Emulsion Batch – The emulsion batch is the series of numbers on the film can the come after the Emulsion Type. When the film is made, each batch is given a number so that you can shoot a single sequence with one particular batch. Just as a suit where the pants and jacket were cut from different bolts of fabric might be a little off, a sequence shot with different emulsion batches might also be a little off. From one sequence to the next, of course, this doesn’t matter. (And the batches themselves have become more consistent in recent years, so mixing them is less of a sin nowadays.)

Emulsion Leader – Unlike plastic leader, emulsion leader can be cement spliced.

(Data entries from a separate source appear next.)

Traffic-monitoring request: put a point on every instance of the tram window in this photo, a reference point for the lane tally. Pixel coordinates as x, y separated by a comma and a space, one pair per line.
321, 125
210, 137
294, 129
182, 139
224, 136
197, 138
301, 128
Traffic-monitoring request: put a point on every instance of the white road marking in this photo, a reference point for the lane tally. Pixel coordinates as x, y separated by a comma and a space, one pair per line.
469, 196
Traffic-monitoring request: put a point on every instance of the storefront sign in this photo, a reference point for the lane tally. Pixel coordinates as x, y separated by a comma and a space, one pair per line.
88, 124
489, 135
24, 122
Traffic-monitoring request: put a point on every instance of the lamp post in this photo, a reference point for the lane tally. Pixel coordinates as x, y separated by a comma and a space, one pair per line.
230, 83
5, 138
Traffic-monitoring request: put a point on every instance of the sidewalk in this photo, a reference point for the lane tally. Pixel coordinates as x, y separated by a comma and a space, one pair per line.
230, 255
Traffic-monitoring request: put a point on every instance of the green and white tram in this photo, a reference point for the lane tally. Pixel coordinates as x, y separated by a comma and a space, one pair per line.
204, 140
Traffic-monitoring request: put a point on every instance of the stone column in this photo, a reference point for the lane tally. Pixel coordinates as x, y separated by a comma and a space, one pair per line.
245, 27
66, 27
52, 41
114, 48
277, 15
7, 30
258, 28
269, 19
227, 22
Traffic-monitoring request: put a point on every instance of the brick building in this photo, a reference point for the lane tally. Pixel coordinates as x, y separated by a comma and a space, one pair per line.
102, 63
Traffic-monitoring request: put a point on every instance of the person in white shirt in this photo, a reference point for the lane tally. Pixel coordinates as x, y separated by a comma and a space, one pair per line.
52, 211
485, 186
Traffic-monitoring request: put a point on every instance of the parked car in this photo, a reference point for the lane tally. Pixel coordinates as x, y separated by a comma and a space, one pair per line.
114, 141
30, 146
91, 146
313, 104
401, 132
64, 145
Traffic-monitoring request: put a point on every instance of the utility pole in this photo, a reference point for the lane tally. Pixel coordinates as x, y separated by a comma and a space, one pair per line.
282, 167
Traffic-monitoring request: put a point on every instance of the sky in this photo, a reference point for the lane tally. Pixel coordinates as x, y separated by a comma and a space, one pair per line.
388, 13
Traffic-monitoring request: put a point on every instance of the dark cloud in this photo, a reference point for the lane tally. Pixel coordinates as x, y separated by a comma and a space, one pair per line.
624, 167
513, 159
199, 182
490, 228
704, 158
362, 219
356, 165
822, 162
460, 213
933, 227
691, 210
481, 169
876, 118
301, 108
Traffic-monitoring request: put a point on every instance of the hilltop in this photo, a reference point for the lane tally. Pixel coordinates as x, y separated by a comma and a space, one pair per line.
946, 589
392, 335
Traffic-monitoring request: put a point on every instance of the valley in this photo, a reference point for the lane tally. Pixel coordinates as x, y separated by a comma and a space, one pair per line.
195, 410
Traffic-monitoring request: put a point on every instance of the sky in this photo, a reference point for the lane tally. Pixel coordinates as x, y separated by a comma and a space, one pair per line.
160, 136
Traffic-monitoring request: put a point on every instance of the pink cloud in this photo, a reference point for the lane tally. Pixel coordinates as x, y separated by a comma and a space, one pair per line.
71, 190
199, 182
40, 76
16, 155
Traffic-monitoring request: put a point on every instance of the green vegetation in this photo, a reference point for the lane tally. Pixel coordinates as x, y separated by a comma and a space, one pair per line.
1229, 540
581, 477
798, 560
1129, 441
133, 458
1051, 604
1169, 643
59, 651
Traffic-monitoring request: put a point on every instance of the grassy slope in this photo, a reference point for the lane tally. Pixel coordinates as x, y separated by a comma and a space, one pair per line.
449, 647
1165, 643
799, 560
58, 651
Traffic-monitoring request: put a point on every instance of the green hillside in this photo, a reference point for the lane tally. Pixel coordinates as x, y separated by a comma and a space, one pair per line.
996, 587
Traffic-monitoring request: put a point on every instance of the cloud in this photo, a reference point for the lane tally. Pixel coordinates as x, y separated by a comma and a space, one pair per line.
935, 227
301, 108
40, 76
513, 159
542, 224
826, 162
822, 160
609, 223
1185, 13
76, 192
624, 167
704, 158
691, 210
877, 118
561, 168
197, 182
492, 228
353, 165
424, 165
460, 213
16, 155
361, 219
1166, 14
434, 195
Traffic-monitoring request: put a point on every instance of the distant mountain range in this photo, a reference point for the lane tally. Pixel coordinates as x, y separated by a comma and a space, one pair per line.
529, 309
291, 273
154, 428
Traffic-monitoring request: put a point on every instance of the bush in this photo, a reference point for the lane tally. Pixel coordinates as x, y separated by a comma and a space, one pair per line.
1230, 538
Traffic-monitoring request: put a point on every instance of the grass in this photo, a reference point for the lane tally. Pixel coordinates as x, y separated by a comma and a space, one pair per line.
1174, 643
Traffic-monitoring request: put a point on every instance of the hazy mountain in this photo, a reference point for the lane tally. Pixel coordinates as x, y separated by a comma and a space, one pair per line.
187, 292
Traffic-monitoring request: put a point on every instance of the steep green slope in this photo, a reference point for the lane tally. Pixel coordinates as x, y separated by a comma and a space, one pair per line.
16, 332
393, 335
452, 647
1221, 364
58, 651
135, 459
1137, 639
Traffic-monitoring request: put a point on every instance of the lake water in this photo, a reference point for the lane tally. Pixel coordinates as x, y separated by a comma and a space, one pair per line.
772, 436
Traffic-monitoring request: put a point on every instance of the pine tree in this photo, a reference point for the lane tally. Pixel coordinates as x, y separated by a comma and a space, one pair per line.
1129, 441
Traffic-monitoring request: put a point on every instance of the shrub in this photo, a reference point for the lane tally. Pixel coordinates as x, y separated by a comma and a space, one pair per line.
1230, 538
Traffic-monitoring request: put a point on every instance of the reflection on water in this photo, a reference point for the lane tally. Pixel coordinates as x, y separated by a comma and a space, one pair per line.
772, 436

Emulsion Type – A film’s emulsion type refers to the composition of its emulsion, whether it was manufactured to be fast, slow, grainy, fine-grained, colorful, pastel, black and white or color, daylight balanced, tungsten balanced, etc. The emulsion type is represented by a number. For Kodak it is a series of four numbers, such as 7248. The “72” always stands for 16mm camera stock, and the same emulsion type is found in 35mm as 5248, “52” being the designation of 35mm. Fuji uses a system where the film’s emulsion type is a little more telling, such as 250D, which is daylight balanced film with an Exposure Index of 250. When picking out a stock to use the film speed, and in the case of color film, whether the film is daylight or tungsten, are the primary reasons for choosing a certain emulsion type. Allowances might also be made to achieve a certain look, as in using Kodak Vision, or Fuji film. Several different emulsion types are usually used on a project, fast for night scenes, slow for daylight scenes, etc. However, unless you are trying something novel, it is a good idea to shoot a single unbroken sequence with one emulsion type.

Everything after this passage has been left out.